For a fully scaffolded starting project that wires this together — keyboard controls, a camera that follows a player capsule, a light, and a score overlay — use:

npx @babylonjsmarket/create-arcade my-game

Notes on the /viz subpath

Each component has a .viz.tsx Solid.js debug panel that surfaces its live state in a side panel — useful during development for tuning movement curves, light angles, physics parameters, etc.

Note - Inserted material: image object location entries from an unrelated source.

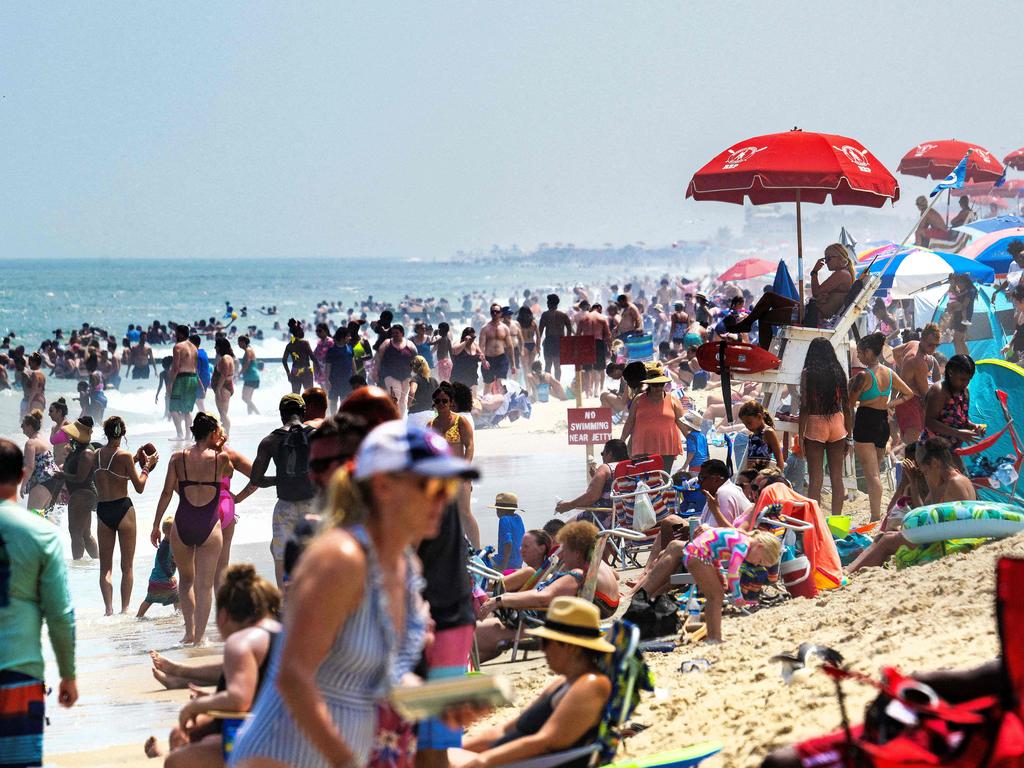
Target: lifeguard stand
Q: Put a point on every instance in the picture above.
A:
(791, 345)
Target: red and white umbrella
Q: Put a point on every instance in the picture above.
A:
(937, 159)
(1015, 159)
(796, 167)
(748, 268)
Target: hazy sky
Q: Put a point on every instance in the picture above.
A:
(419, 128)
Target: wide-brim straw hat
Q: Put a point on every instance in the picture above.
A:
(573, 621)
(78, 431)
(505, 501)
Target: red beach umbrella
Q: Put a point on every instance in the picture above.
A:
(1015, 159)
(937, 159)
(796, 167)
(747, 268)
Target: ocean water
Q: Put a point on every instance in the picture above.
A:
(38, 296)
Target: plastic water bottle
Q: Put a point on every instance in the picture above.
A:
(1006, 475)
(692, 609)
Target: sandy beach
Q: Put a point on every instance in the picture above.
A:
(940, 614)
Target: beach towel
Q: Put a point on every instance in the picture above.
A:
(819, 547)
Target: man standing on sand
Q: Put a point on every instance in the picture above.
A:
(288, 446)
(553, 325)
(590, 323)
(140, 358)
(496, 340)
(931, 226)
(33, 588)
(203, 370)
(182, 381)
(629, 318)
(914, 368)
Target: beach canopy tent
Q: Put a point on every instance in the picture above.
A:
(1015, 159)
(990, 249)
(987, 226)
(783, 285)
(745, 269)
(908, 269)
(990, 329)
(796, 167)
(991, 377)
(936, 160)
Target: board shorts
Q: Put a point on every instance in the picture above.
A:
(824, 428)
(23, 713)
(446, 657)
(183, 393)
(871, 425)
(286, 516)
(600, 356)
(162, 592)
(910, 418)
(499, 369)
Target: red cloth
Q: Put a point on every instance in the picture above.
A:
(818, 544)
(796, 165)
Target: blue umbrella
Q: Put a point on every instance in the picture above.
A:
(915, 268)
(984, 226)
(783, 284)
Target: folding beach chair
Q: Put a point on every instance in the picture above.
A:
(630, 676)
(985, 491)
(524, 619)
(625, 484)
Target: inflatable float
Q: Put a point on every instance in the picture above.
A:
(979, 519)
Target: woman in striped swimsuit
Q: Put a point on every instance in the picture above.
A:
(354, 617)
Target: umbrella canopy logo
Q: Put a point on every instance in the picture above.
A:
(855, 156)
(736, 157)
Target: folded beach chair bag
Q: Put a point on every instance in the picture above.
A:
(986, 732)
(625, 486)
(725, 357)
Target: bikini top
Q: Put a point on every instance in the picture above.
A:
(452, 434)
(872, 391)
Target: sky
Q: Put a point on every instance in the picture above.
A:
(417, 129)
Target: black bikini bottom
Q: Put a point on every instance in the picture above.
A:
(112, 513)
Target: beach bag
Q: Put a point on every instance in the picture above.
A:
(292, 462)
(657, 617)
(643, 509)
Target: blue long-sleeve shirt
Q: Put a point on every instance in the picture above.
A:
(37, 590)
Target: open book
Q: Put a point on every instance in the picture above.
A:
(430, 699)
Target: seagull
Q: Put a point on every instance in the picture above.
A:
(793, 663)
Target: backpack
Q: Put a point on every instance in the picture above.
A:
(656, 617)
(292, 462)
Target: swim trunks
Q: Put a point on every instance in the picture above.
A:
(499, 369)
(183, 393)
(910, 418)
(23, 712)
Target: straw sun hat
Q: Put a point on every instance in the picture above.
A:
(572, 621)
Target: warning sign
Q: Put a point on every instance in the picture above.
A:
(589, 426)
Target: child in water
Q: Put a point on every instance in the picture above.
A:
(163, 587)
(165, 364)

These panels ship as TypeScript source, not pre-compiled JS, because Solid's JSX transform isn't standard react-jsx. To use @babylonjsmarket/arcade/viz, your build pipeline must have a Solid-aware compiler (e.g. vite-plugin-solid, Solid's Vite preset, or babel-preset-solid). solid-js is declared as an optional peer dependency — install it only if you import from /viz.

The plain @babylonjsmarket/arcade entry has no Solid dependency and is pre-built JS — it works in any ESM bundler.

See also

Notes

  • ESM only. "type": "module".
  • TypeScript declarations included.
  • Tests run against the MockRendererAdapter from @babylonjsmarket/ecs — no Babylon or Three required for npm test.